Freedom of Expression and the BNPApril 25, 2008 12:00 am Leave your thoughts
The human right to freedom of expression is protected in the UK under the Human Rights Act 1998. Section 12 of the Act incorporates Article 10 of the European Convention on Human Rights into national law. Often involved in contentious situations, the scope and reach of this civil right is a much debated subject.
Last week the issue was once again in the spotlight. The Hackney Gazette issued a statement saying that they would no longer be carrying adverts for the far-right British National Party (BNP). The editor said: ‘We have concluded that it is not in the best interests of the community to publish the advertisement in the Hackney Gazette. Nor is it right to give the BNP further publicity through a prolonged public debate about the merits of the organisation and its advertising campaign. The balance of arguments in this debate has been extremely difficult but we believe that we have come to the right conclusion.’
Although the freedom of the press allows papers to decide on their own editorial stance and refuse to publish any material that they deem offensive, the right by all citizens to free expression is one that warrants discussion. Should material that incites racial tension be censored? Or should all material enjoy the rights provided under the 1998 Act and be left open to debate and critique?
Article 10 of the European Convention on Human rights states that: ‘Everyone has the right to freedom of expression. This right shall include freedom to hold opinions and to receive and impart information and ideas without interference by public authority and regardless of frontiers.’
Section (2) of the Article provides situations where suppression may be acceptable: ‘The exercise of these freedoms, since it carries with it duties and responsibilities, may be subject to such formalities, conditions, restrictions or penalties as are prescribed by law and are necessary in a democratic society, in the interests of national security, territorial integrity or public safety, for the prevention of disorder or crime, for the protection of health or morals, for the protection of the reputation or the rights of others, for preventing the disclosure of information received in confidence, or for maintaining the authority and impartiality of the judiciary.’
It is the responsibility of the courts to determine whether the censorship is justified.

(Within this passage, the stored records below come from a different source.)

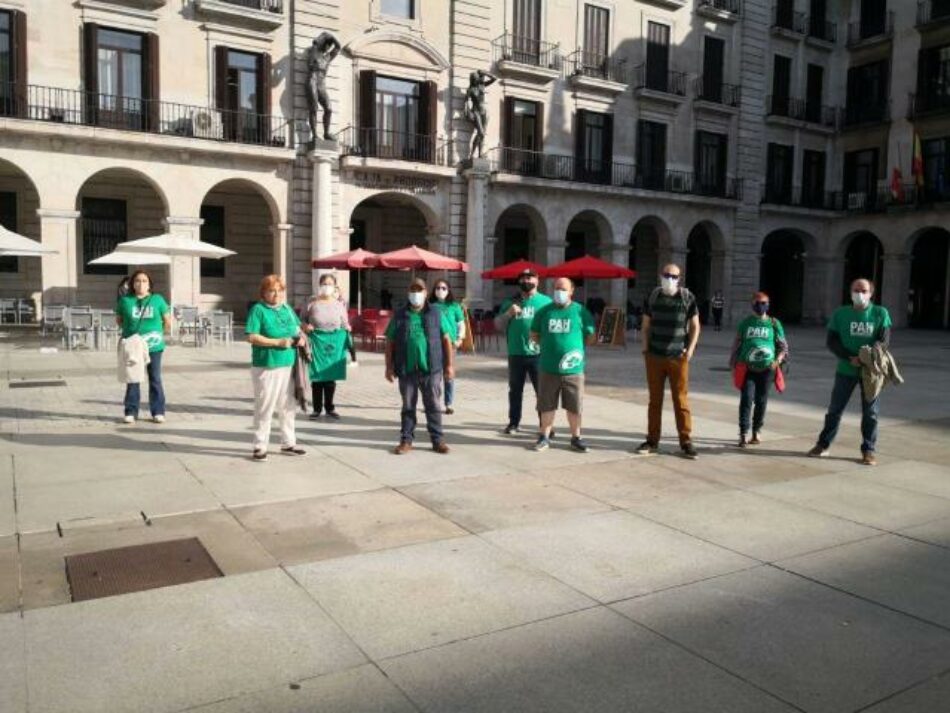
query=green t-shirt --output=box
[828,303,891,376]
[738,316,785,370]
[531,302,594,374]
[244,302,300,369]
[430,300,465,344]
[115,295,168,352]
[386,309,452,374]
[499,292,551,356]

In the leading freedom of expression case Handyside v United Kingdom an argument in favour of complete freedom of expression was set out: ‘Article 10 is applicable not only to ‘information’ and ideas that are favourably received or regarded as inoffensive or as a matter of indifference, but also those that offend, shock or disturb the state or any sector of the population. Such are the demands of that pluralism, tolerance and broadmindedness without which there is no democratic society’.
The balance of justification is an important issue within the legality of censorship. When freedom of expression is allowed within one country (for example, Denmark and the publishing of the Islamic cartoons) as an illustration of the human right to free speech, in comparison to the jailing of another person in a different country for offending others through their exercising of their right (for example, David Irving – the controversial far-right historian), it is clear that there is an issue of rationalisation in allowing certain types of expression, and not others.

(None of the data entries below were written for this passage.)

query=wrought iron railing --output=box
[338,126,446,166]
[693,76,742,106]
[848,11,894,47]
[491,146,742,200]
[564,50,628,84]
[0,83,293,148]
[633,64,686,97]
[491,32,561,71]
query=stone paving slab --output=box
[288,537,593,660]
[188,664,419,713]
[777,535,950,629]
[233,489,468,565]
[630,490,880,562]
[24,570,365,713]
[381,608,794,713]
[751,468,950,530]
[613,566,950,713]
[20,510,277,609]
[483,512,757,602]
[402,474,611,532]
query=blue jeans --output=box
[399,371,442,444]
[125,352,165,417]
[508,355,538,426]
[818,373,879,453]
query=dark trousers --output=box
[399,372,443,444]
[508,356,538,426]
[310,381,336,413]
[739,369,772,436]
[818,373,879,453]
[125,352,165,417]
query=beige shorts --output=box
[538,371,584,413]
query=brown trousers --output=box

To aid in the understanding of the varying justifications for censorship used throughout the different EU states that follow the Convention, the concept of the ‘margin of appreciation’ was developed. Here, the interpretations of the Convention principles within different states are considered. When a case is heard before the European Court a country may use the margin of appreciation as a defence due to the social and historical differences between different countries. The margin of appreciation has long been established as part of the European Court of Human Rights. However, there remains criticism of the concept due to it being ‘elusive’. Many legal commentators believe that the model ‘illustrates a disappointing lack of clarity’. The principle contention against the theory is that a needless subjective factor is introduced into the interpretation of the provisions of the ECHR.
The censorship of speech will always continue to stir up animated debate both in favour of and against. The law seeks to balance the justification with the needs of society, but it is clear that each case that is brought before the court will need to be treated carefully if there is going to be any clarity within the law on freedom of expression. Charlie Beckett, a journalist from the Polis think-tank, believes that all material should remain free from censorship: ‘As a journalist I believe that you should report reality and not hide from it. As a liberal I am convinced that the best way to counter illiberal views is to treat them on the same terms as you would other political ideologies.’